I think that the 7th Circuit is right that there is nothing to prevent submitting illustrative materials on a pending motion. BUT like the previous discussion on the pleading itself, the "illustrative" materials should be submitted in an orderly fashion if you expect a judge to even look at them. A motion to take judicial notice is probably advised within the notice of filing of the submission of illustrative materials. Other cases involving the same defendants might be excellent examples of patterns of conduct IF the defendants lost those cases. Allegations in other cases might be useful but are problematic if there was no ruling in the case.

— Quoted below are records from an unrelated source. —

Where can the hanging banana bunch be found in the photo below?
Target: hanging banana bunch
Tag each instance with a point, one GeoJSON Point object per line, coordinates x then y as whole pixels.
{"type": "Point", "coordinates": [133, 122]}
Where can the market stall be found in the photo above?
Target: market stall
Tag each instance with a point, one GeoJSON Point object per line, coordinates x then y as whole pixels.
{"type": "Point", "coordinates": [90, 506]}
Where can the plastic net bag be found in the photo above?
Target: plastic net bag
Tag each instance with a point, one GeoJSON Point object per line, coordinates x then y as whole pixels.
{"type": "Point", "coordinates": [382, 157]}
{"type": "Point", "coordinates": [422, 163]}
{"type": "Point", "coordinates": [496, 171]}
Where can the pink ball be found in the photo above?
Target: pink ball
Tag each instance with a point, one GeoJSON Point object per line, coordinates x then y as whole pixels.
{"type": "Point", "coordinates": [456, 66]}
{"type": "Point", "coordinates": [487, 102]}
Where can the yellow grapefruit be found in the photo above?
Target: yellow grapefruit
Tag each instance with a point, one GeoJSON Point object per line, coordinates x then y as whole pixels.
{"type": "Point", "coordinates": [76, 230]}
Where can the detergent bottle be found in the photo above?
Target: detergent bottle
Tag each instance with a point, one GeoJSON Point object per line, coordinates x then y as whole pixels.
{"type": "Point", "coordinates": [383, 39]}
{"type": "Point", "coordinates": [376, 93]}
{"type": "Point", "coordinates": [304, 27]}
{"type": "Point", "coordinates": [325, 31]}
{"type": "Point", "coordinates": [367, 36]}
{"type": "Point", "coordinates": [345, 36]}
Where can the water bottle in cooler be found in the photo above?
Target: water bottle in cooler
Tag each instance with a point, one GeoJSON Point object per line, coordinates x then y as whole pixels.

The problem with judicial notice and illustrative notice has been that people have widely relied on accusations in complaints rather than the ultimate decision of the court. In cases where the case settled, if the pleader wants to include similar allegations in other cases, the pleader should exercise caution. But if you want to track the "national settlements" and then settlements on the national settlements showing that the servicers and banks continued to act illegally, you might be on more solid ground.

So in short, the submission of illustrative materials must be "consistent with the pleadings." The reason is simple — anything else would be irrelevant to the case at bar. see Heng v Heavner, Beyers and Mihlar, LLC, 849 F. 3d 348, 354 (7th Cir. 2017). Thus if the submission of illustrative materials is an attempt to show that the defendants are simply bad characters and ugly too, the court will at best ignore the submissions and potentially strike the submissions as irrelevant and prejudicial.

But here is the "punchline" for homeowners who are in federal court either defending foreclosure or suing under the general category of "Wrongful Foreclosure." Illustrative materials includes forensic reports and becomes part of the record. see Marion Healthcare v. S. Ill. Healthcare, No. 12-cv-871-SCW, 2018 WL 1318054 (S.D. ILL Mar 14, 2018. So the typical admonition against trying to use the report as evidence without foundation testimony from the author is softened considerably in federal court and potentially in state courts many of whom follow the federal standards. Note that being part of the record does not make it evidence. But whereas before you might not have been able to get the judge to even look at the report, you have a fighting chance if it is submitted as “illustrative materials.”

But here is the caveat: while the court might allow its submission, if the report is not very specific and direct about what is wrong, and what is missing from the fact pattern upon which the defendants rely, it will carry no weight. Similarly if the report is argumentative and contains legal conclusions it will most likely be ignored.

On the other hand an expert opinion (from someone with real education and licensing credentials) that clearly states what facts and what resources serve as basis for the opinion, can get a little argumentative as long as it is clear that the writer is not an advocate for the homeowner.

My general rule of thumb is to treat your witness as a forensic analyst rather than an expert witness unless the witness has specific credentials and letters signifying degrees and licensing after their name. Doing that makes the witness more credible and less susceptible to attack. The opposition must try to attack the facts reported rather than the “opinion” rendered.

Remember this about expert witnesses. The question is not whether the "expert" knows more than the homeowner or an attorney. The question, for the testimony or affidavit to be given any weight at all, is whether the expert knows more than the judge. BUT you can still use the report to the extent that it offers and reports ultimate facts upon which relief can be granted to the Plaintiff homeowner. Proffering the witness as a fact witness instead of an expert witness avoids several pitfalls.